According to the International Financial Reporting Standards – IRFS, it is recommended that each company re-evaluate its assets, at least every 3 years, to have their assets fair value reflected in their financial statements.

With the change in legislation in January 2016, the valuators draw up two separate reports: the one for estimating the fair value of assets held and the one for estimating the taxable value of buildings owned.

It is good to know that the methodology for estimating the taxable value is different from that used to estimate the fair value. For example, in the case of valuation for the determination of the taxable value, only buildings are  evaluated and the cost approach takes precedence.

SWOT analysis of the company

By identifying strengths and weaknesses, opportunities and risks, owners can find out the company's up-to-date situation.

A professionally executed valuation helps decision-makers understand and take into account all aspects that can influence the progress of the business.

Once known, strengths and opportunities can be accentuated and weaknesses and threats can be mitigated well before the business sale process begins, with increased chances of getting the best price.

A detailed x-ray of the business can be carried out within the diagnostic analysis, an important step in the valuation process.

This analysis can extend to the company's legal situation, to human resources and management,the operational and commercial activity shall be analyzed, and within the financial diagnosis the performance achieved by the company over the last 3-5 years and identifies potential risks shall be centralized.

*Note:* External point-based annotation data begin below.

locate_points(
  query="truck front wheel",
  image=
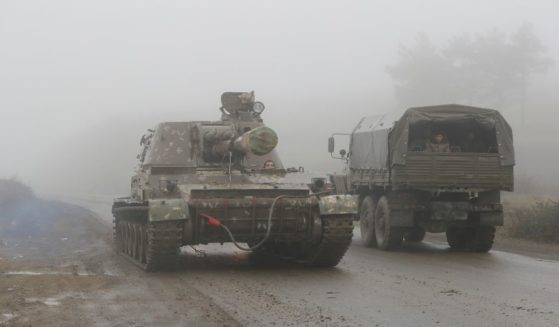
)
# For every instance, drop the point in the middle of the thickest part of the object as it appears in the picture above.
(387, 237)
(367, 221)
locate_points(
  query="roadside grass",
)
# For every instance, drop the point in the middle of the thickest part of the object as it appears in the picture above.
(532, 218)
(12, 191)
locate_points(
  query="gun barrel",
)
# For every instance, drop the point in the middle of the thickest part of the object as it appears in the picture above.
(259, 141)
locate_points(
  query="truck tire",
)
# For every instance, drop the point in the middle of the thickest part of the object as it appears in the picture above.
(367, 221)
(457, 238)
(387, 237)
(481, 239)
(415, 235)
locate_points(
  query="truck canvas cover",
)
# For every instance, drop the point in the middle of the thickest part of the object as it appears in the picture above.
(376, 138)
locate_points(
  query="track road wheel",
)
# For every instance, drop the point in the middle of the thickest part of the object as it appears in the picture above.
(387, 237)
(481, 239)
(367, 221)
(457, 238)
(414, 235)
(337, 232)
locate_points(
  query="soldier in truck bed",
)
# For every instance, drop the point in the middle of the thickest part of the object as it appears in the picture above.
(438, 144)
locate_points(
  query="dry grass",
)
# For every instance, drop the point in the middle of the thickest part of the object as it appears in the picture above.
(530, 218)
(12, 192)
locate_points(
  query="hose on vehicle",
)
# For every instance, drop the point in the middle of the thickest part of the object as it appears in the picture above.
(212, 221)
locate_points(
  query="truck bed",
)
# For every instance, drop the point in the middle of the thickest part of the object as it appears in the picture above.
(427, 170)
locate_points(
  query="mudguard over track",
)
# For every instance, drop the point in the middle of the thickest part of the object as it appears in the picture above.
(150, 245)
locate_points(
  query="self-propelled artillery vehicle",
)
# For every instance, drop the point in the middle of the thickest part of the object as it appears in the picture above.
(203, 182)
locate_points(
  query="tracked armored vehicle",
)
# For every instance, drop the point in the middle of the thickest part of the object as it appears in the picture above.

The fundamental objective of any company is profit, which implies a higher profitability, but also ensuring liquidity, solvency and financial balance.

All of these indicators, which reflect the financial position of the company, are calculated and interpreted by the business valuation professional within the evaluation report.

Moreover, the financial analysis of the company is the step leading up to the application of the valuation methodology, regardless of the approach chosen.

Co-opting of valuators in the merger and acquisition procedure

Valuation is an essential element proceedings preceding a business combination (mergers and acquisitions).

In a first stage of a merger, whether by absorption or by merger, it is necessary to revaluate the assets of the companies concerned, carried out by valuators with appropriate professional qualifications.

On the basis of the results of the previous valuation, the value of the assets and liabilities of the companies shall be adjusted, the balance sheets of the merger shall be drawn up and the net assets at the merger shall be determined.

In a third stage of the merger by absorption, the net contribution by the overall assessment of the companies involved shall be determined.

It is therefore important that the merger or acquisition preparation team be co-opted and authorised valuators who understand that a business is an entity directly influenced by external economic factors, and knowing the value of the business means understanding its place in the market.